I would like to save this webpage and all the pages it links to. and hope to have the same linking between the saved webpages.

Are there some ways instead of opening and saving each linked pages?


Solution 1:

You can do what you'd like with the wget command line utility. If you provide it with the -r option, it will recursively download web pages. For example:

wget -r http://mat.gsia.cmu.edu/orclass/integer/integer.html

This will download that webpage and anything it links to. You can also make it only recurse a certain number of levels, to do this, you simply provide -r with a number. Like such:

wget -r 5 http://mat.gsia.cmu.edu/orclass/integer/integer.html

Solution 2:

This thread is old now, but others might look at it. Thank you, Wuffers, for pointing me in the right direction but, to expand on Wuffers's answer: A modern version of wget has a number of useful options for recursing links and patching them to be local relative links so that you can navigate a local copy of a web site.
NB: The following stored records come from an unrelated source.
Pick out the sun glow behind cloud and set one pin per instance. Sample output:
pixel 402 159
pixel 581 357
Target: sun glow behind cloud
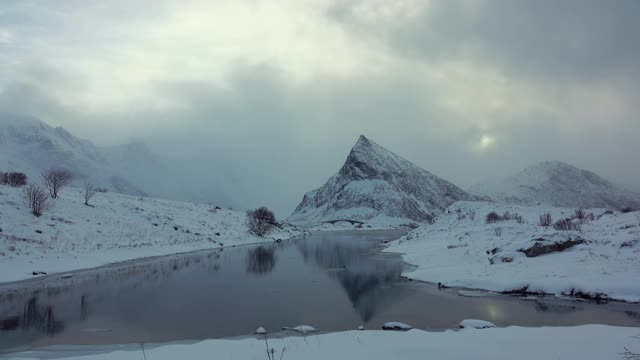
pixel 311 75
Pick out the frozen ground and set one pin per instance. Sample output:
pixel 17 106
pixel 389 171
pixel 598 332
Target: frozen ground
pixel 595 342
pixel 461 249
pixel 116 228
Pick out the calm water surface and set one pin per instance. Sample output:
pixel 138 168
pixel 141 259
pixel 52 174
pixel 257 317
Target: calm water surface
pixel 333 281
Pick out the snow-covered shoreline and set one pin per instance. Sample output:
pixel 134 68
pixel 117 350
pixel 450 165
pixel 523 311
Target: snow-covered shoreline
pixel 117 228
pixel 581 342
pixel 461 250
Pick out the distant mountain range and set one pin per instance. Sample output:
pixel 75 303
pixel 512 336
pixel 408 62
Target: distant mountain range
pixel 31 146
pixel 375 183
pixel 559 184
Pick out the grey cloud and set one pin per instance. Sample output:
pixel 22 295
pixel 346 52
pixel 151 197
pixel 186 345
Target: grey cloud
pixel 582 39
pixel 264 139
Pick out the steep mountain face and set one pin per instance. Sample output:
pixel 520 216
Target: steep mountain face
pixel 559 184
pixel 376 183
pixel 31 146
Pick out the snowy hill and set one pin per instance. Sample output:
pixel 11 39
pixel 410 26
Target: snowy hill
pixel 116 228
pixel 28 145
pixel 598 258
pixel 559 184
pixel 376 185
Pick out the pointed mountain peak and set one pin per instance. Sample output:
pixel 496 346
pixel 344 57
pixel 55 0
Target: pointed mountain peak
pixel 375 182
pixel 362 141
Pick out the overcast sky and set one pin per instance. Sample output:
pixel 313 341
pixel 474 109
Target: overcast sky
pixel 265 98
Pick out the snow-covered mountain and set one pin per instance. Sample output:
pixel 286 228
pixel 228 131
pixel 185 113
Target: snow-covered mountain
pixel 376 184
pixel 559 184
pixel 29 145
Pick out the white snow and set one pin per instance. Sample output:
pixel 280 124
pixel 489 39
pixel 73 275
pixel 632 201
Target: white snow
pixel 394 325
pixel 476 324
pixel 302 329
pixel 379 187
pixel 590 342
pixel 454 249
pixel 117 227
pixel 559 184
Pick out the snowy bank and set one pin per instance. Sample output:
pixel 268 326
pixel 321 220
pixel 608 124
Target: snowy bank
pixel 460 249
pixel 584 342
pixel 115 228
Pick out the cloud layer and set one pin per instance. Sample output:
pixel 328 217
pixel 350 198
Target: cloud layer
pixel 265 98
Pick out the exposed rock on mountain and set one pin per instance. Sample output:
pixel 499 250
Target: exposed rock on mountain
pixel 560 184
pixel 28 145
pixel 375 183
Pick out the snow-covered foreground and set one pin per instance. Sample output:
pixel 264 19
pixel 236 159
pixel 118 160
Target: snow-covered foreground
pixel 584 342
pixel 115 228
pixel 461 249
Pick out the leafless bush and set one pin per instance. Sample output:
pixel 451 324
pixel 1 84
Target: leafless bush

Use the -r option to recurse, the -k option to patch local links, the -H option to traverse into domains other than the original one, the -D option to limit which domains you traverse into, the -l option to limit the depth of recursion, and the -p option to make sure that the leaves of your traversal have everything they need to display correctly. For example, the following will download a page and everything it immediately links to, making it locally browsable, the -p option ensures that if the linked-to-pages contain images, that they are downloaded, too:

wget -r -l 1 -p -k -H -D domain.com,relateddomain.com http://domain.com/page/in/domain

Using a command similar to the one above, I was able to download a chunk of a wiki page, with external links, onto my local disk without downloading megabytes of extraneous data. Now, when I open the root page in my browser, I can navigate the tree without an Internet connection. The only irritant was that the root page was buried in subdirectories and I had to create a top-level redirect page in order to make it convenient to display. It may take some trial-and-error to get it right. Read the wget man page and experiment.